Golf, and it’s part in our downfall

I knew it! The chickens are coming home to roost and the part that golf played in creating the current mess is finally being revealed. What have bankers, developers, politicians got in common? They’re all, to the last man and woman, members of golf clubs.

This is where the deals were done, planning permission obtained, and loans arranged for the golden circle. Some figures released by Anglo Irish Bank show how important the golf club connections were.

An examination by Anglo’s new management team, led by chief executive Mike Aynsley, of past spending at the bank found that €208,000 was spent on golf balls and €218,000 on golf umbrellas over a three-year period. They found just 1,000 golf balls left out of about 125,000 bought over that time and Mr Aynsley is now investigating where the missing balls have gone. I presume a golf ball costs about one euro, so while the tax payers are shelling out tens of billions to Anglo, this fella is searching through offices, looking for a few thousand euros worth of golf balls.

That wasn’t the end of the spending. Anglo splashed out €100,000 on golf rain clothing, €66,000 on sports bags, €33,000 on jumpers, €31,000 on polo shirts, €7,000 on T-shirts, €24,000 on golf bags, and €23,000 on golf “wind-tops”. The good news is that in addition to the remaining golf balls, Anglo still has 2,000 umbrellas, 600 baseball caps and 300 branded hand stress balls. That should go a long way towards paying back the money they’re receiving, but they might want to hold on to the stress balls.

That’s just the Anglo Irish shopping list. If you were to throw in the Bank of Ireland, AIB and all the other financial institutions currently being handed our money, the spend on golf freebies must run into tens of millions.

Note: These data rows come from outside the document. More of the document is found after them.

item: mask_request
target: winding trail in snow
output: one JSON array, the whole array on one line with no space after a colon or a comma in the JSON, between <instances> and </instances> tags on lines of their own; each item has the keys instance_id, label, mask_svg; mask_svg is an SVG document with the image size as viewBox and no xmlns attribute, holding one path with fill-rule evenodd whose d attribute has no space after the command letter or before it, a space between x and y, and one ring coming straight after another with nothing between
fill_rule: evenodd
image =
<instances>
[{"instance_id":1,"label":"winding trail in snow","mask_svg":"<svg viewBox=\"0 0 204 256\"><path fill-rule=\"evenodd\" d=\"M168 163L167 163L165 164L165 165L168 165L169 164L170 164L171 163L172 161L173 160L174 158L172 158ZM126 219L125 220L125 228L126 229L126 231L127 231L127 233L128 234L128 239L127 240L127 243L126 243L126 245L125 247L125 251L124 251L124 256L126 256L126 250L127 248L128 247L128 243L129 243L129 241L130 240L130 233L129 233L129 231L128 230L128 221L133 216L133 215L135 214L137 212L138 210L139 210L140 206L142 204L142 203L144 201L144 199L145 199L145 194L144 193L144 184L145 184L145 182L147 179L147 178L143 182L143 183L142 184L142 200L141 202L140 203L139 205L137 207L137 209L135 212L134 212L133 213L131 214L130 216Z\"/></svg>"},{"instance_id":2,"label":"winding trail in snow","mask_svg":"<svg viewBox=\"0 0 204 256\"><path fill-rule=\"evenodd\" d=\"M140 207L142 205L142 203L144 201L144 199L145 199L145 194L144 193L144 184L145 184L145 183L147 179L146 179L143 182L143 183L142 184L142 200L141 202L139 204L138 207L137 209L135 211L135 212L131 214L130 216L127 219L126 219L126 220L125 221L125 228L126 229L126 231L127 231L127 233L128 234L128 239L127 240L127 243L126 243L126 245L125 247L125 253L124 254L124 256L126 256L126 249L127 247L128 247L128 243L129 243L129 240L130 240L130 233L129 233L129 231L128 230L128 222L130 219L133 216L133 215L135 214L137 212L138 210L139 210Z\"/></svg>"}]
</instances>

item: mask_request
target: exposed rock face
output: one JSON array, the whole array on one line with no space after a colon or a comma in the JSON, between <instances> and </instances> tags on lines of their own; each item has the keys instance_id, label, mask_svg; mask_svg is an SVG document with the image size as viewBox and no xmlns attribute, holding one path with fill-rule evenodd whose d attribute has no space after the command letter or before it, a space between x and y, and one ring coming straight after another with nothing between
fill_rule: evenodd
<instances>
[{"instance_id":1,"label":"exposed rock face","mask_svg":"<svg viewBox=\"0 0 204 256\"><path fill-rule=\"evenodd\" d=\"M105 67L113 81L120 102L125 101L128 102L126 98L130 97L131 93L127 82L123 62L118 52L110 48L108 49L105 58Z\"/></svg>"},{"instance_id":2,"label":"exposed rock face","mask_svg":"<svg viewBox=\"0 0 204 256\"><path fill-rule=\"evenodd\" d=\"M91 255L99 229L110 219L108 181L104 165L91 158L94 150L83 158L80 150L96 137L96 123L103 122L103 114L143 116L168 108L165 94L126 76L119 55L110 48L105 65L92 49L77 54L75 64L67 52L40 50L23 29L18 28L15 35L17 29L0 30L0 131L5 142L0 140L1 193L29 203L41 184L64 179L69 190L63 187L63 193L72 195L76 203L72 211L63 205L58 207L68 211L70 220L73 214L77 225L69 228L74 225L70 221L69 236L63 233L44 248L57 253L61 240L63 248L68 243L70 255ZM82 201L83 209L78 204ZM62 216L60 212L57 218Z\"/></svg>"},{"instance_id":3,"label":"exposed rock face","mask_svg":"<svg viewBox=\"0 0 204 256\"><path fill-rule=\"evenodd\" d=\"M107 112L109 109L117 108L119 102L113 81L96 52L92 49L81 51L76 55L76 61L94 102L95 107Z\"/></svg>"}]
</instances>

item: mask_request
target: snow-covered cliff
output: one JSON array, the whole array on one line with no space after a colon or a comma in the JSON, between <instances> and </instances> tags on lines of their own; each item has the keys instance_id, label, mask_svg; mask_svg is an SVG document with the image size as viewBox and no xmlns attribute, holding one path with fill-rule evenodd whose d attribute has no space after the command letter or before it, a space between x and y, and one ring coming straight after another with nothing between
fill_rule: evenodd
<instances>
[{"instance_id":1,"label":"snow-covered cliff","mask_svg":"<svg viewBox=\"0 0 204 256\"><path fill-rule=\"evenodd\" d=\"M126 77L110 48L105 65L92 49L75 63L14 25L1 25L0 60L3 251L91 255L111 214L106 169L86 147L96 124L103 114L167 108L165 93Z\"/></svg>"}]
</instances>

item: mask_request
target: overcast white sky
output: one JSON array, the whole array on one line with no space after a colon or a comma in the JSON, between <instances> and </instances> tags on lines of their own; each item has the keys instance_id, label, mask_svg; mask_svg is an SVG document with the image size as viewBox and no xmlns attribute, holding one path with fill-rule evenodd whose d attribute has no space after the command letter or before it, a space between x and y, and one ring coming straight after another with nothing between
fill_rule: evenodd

I think the Guards should get involved. We all know there’s little or no chance of convicting these guys of fraud charges, but it might be possible to prove they stole a box of golf balls or a dodgy jumper. It worked in the US during the thirties with Al Capone. The police were unable to pin any charges on him but he was eventually indicted for income tax evasion.

A not so good night at the theatre.

I could have done with one of those Anglo Irish umbrellas last Friday as I dashed through a heavy shower. I was in London and heading for a night at the theatre. Here’s a bit of advice, take all those quotes plastered up outside the theatre or in advertisements with a large pinch of salt.

The posters shouted:

“A truly nerve-shredding experience” The Daily Mail.

“Don’t go unless you like being scared out of your wits,” Daily Mirror

“The most brilliantly effective spine-chiller you will ever encounter. If you haven’t seen this show yet you are missing a treat,” Daily Telegraph

The only useful part of the above quotes is that from the Daily Mirror, except I would shorten it and just use the “Don’t go” part. The play in question is called “The Woman In Black,” or as Brian, my son, named it, “The Woman with Flour On Her Face.” It’s been running since 1989 and the only question I want to ask about the show is, why?

It’s an old fashioned ghost story with just two mediocre actors, plus the floury faced ‘Ghost’, who flits in and out and draws a few laughs rather than screams of terror. We cut our losses at the interval and headed for a few pints of bitter in a great little pub called The Seven Stars, run by a woman with the intriguing name of Roxy Beaujolais. The doorman’s comment, as he let us out of the theatre was, “Yes it’s really for kids,” but I don’t know of many kids nowadays that would be frightened by this rubbish. For some real theatre head to The Seven Stars and Roxy Beaujolais.

On the TV

I wonder did anyone spot me on TV last weekend? There I was strolling through Chelsea when I was stopped and asked my views on this year’s English Premiership race.

I gave them the benefit of my expert analysis and tipped Arsenal to win the league, which, on second thoughts, I don’t think is likely to happen. It was also a dangerous prediction, as the interview took place outside the Chelsea ground.

I don’t even know what channel it was for, Sky Sports, hopefully. It could be the start of a new career as a football pundit.